1. What’s the last song you listened to?
2 Inch Dick Mobile by The Negro Problem. Over and over. This was the LA band headed by Stew, who now performs solo. A beautifully made pop/music-hall sound, and it even has a French horn intro. The lyrics repeat: I know that I’ve lost my way. It has the cutest little coda with screeching car wheels.
2. What did you want to be when you were ten?
A writer, but also a meteorologist. At the time, I thought that meant being out in fields alone a lot, measuring wind and humidity and things. So that seemed very romantic.

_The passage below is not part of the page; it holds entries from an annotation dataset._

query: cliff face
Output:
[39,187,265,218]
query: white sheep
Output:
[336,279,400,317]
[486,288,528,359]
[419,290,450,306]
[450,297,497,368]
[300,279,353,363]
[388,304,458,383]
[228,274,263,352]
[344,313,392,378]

3. What’s the best advice you’ve ever been given?
I think the poet David Wagoner said in class: If given the choice between teaching and working at a cafe, work at a cafe.
4. What was the last thing you were obsessed with?
Trying to force the word sentence to have simultaneous double meaning in a sentence, i.e. meaning both a sentence to be endured and a complete written or spoken thought. Except I didn’t manage to do it. If anyone can, please send an email.
Also: popular US childrens’ names from the late 1950s. Wilma, Ida, Penny, Patsy, Wayne, Eugene, Eddie. Awful names.
5. What are you afraid of?
1. Facebook. It makes me so nervous.
2. Enormous water storage tanks, often seen in the suburbs of the Midwest or the eastern states. The kinds that hold about four million gallons.